Gene expression profiling of cells and tissues identifies both the transcripts that are being expressed and their expression levels. Expression profiling can be approached in two ways: (i) through methods that hybridize transcripts to arrayed DNA or oligonucleotide libraries; or (ii) through methods that generate expressed sequence tags (EST) from a representative sample of transcripts. The first approach is restricted to the constituent genes of the libraries that are arrayed whereas the second makes no prior assumption about gene identities.

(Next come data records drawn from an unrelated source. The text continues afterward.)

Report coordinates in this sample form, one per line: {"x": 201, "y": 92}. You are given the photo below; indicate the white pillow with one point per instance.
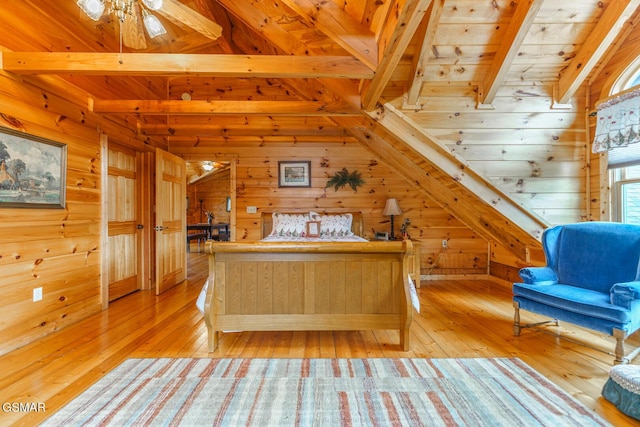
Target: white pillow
{"x": 334, "y": 225}
{"x": 289, "y": 225}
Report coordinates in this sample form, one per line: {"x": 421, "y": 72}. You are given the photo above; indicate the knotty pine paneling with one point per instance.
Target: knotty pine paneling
{"x": 257, "y": 185}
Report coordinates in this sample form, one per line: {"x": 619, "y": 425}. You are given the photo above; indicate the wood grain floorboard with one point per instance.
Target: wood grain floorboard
{"x": 459, "y": 318}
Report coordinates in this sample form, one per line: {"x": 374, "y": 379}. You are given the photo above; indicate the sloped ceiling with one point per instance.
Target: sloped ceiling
{"x": 324, "y": 68}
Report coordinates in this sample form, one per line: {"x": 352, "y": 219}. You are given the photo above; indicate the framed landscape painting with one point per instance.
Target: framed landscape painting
{"x": 32, "y": 171}
{"x": 294, "y": 174}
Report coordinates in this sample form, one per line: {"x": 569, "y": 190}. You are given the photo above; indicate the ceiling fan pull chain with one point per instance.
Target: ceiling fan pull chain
{"x": 120, "y": 60}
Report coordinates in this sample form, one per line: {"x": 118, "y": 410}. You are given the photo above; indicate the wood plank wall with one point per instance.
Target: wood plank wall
{"x": 213, "y": 191}
{"x": 257, "y": 185}
{"x": 536, "y": 155}
{"x": 55, "y": 249}
{"x": 599, "y": 88}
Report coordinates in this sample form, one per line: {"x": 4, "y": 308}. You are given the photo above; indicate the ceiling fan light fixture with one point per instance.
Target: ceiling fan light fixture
{"x": 153, "y": 4}
{"x": 92, "y": 8}
{"x": 152, "y": 24}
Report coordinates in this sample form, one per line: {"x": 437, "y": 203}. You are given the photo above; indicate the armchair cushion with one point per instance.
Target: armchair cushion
{"x": 591, "y": 277}
{"x": 538, "y": 275}
{"x": 623, "y": 294}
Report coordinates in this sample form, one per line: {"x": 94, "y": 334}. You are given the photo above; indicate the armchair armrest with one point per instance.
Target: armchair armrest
{"x": 622, "y": 294}
{"x": 538, "y": 276}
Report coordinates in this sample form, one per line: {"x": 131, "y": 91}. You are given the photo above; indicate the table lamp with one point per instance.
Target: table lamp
{"x": 391, "y": 209}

The databases of the National Institutes of Health (NIH) hold a large number of EST deposited from high throughput-sequencing of cDNA libraries. These cDNA libraries include 15 non-normalized libraries derived from seven stages of mouse preimplantation embryo development: the unfertilized and fertilized mouse oocyte, 2-cell, 4-cell, 8-cell and 16-cell mouse embryos and the mouse blastocyst. The EST for these libraries were generated from the RIKEN, the ERATO-Doi and the Washington University-Merck sequencing projects. The 15 libraries collectively hold 71 346 mouse preimplantation EST.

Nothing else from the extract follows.